Solo under the name of Sourdure, he delves in the traditional repertoire of the Massif Central area and develops an idiosyncratic form of songwrinting, in French and Occitan. Prospective and empirical, his approach is found at the junction between a spirit of experimentation, a practice of violin playing and singing rooted in popular tradition, a poetic research in Franco-Occitan bilingualism and a long habit of cooking with various electronic tools.
With the creation of the quartet ‘Sourdurent‘ in 2019, alongside Jacques Puech, Elisa Trébouville and Loup Uberto, he dives deeper into Occitan writing and traditional inspired composing, seeking for a music of euphoria and communion with an assumed tropism for popular music from the Middle East and the Mediterranean coasts.
Sourdure continues his quest for unusual poetic and sonic forms on De Mòrt Viva, a concept album thought as a divinatory system. Constructed like an invented tarot deck, ‘De Mòrt Viva’ explores the idea of a contemporary paganism in ten jubilant, humorous and spiritual odes.
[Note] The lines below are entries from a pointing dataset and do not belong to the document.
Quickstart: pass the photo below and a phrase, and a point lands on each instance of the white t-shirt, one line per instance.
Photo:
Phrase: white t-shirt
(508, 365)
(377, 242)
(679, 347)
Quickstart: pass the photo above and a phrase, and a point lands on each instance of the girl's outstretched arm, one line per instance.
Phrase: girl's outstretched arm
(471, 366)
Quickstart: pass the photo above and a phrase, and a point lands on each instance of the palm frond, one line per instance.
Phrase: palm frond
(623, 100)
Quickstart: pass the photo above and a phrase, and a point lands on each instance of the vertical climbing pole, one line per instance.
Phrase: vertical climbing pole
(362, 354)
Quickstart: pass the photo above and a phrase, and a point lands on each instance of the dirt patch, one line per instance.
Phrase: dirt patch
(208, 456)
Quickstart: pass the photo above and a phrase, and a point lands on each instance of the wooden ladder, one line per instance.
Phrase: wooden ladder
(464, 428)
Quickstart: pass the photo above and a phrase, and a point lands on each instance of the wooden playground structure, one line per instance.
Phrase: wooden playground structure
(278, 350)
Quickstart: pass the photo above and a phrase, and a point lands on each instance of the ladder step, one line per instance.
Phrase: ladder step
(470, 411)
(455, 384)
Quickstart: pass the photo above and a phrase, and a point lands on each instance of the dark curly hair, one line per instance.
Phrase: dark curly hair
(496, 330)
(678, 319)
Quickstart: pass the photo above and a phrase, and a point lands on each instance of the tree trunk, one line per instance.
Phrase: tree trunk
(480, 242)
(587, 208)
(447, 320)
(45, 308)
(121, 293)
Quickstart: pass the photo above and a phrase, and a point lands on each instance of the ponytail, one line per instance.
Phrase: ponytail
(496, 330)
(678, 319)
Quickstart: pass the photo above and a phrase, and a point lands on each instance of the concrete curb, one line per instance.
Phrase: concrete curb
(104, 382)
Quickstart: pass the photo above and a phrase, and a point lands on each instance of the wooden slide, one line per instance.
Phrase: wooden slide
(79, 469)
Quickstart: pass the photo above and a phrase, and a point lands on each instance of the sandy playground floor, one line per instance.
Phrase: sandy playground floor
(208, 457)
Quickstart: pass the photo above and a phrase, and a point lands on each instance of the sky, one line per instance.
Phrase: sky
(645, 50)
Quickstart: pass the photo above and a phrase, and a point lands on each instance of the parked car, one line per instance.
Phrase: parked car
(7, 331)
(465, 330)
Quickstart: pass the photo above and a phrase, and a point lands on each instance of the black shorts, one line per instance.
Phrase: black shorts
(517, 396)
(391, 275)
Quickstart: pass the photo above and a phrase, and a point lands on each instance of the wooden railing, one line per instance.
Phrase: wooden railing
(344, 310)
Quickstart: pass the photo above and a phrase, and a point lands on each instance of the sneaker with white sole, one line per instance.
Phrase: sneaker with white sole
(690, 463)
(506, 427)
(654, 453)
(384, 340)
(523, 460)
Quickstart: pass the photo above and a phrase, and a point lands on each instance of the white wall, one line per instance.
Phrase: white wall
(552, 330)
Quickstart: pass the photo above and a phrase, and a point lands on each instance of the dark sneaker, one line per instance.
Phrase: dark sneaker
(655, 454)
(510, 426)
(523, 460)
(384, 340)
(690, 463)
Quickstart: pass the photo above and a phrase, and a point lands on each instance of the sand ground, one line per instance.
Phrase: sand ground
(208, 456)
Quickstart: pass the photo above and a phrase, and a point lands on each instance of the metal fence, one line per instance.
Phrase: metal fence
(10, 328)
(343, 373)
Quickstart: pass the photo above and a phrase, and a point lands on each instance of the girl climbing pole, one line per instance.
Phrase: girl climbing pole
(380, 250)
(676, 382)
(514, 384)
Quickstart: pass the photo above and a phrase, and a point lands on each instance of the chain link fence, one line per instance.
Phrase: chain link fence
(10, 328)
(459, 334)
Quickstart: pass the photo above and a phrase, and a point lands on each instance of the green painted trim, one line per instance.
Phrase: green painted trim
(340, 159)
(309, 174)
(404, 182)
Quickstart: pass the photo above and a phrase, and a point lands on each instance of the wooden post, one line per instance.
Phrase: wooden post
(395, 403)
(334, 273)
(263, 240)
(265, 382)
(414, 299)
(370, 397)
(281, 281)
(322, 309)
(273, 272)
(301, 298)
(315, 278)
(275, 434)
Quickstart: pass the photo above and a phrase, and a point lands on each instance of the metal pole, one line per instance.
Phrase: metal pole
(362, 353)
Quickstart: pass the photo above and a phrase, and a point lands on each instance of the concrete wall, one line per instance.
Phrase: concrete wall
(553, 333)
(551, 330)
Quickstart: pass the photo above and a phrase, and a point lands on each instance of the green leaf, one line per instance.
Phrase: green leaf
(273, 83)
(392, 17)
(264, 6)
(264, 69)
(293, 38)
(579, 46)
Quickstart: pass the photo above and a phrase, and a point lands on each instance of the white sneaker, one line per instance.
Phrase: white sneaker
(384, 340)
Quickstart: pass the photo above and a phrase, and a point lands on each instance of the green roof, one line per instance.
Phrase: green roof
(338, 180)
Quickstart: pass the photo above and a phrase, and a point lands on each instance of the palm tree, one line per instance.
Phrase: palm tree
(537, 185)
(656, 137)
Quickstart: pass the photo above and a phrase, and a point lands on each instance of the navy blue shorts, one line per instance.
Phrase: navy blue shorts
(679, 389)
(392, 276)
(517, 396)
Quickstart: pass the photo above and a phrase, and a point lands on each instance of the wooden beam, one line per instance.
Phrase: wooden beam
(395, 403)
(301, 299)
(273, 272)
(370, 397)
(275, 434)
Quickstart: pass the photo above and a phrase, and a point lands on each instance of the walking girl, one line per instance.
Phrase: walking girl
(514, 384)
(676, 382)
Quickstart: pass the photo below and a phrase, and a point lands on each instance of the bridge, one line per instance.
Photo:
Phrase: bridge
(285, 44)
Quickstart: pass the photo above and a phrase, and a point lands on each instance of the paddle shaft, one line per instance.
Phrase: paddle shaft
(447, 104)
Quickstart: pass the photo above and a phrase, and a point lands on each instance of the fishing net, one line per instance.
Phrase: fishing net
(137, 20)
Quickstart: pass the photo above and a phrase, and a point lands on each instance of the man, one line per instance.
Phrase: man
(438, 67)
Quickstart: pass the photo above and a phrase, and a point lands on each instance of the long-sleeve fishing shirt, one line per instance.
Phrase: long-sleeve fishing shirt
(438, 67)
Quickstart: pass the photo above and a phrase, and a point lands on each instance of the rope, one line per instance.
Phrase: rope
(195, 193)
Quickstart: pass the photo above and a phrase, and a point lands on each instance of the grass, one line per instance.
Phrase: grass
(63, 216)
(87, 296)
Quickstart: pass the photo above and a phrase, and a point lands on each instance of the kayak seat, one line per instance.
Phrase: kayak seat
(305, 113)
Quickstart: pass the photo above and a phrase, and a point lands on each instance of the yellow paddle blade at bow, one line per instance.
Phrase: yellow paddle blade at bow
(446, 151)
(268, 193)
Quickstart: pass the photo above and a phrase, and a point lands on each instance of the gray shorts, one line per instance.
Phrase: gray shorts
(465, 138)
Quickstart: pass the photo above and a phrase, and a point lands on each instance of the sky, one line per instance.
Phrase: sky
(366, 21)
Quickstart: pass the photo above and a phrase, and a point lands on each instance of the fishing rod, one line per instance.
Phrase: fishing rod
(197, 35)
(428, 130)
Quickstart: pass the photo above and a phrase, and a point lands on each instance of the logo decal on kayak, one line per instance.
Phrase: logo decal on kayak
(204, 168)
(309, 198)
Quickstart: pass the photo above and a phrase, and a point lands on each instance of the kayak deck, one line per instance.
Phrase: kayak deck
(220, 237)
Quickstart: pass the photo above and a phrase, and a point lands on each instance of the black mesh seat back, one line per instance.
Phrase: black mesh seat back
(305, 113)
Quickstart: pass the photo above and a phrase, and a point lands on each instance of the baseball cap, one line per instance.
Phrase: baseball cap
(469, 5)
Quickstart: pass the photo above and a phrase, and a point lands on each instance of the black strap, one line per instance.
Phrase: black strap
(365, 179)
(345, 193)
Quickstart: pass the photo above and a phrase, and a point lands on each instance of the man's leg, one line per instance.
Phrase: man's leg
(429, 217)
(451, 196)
Bégayer (fr) French songs, noises, rumors of distant and early musics, short and cruel poems, handcrafted instruments, radio-amplifiers, circuit bending and other wasted electronic devices, « Bégayer » (the french word for « stutter ») pursues a gesture for those without a folklore, for this culture of void, structured by the gloaming of popular habitus as well as glitches from noise music, influenced by the public squares as well as the swarming of numerical flows, for a original kind of wog-rapsodists.
This culture of void has to be seen as a cruel joy, the occasion for a conjunction beetween strange interpretations of ancient signs, popular forms and contemporaneous attempts. It is the construction of singular variations and overflows.
For Jean Rouch, a horizon for modern anthropologists was to « put disturbing objects into motion », thus every song is a distance to experiment, an etude which is watching us. Thus every stutterer song wants to be a disturbing and joyful object, whose cruel cimplicity, obstinacy, unfolds itself as an object of unquietness.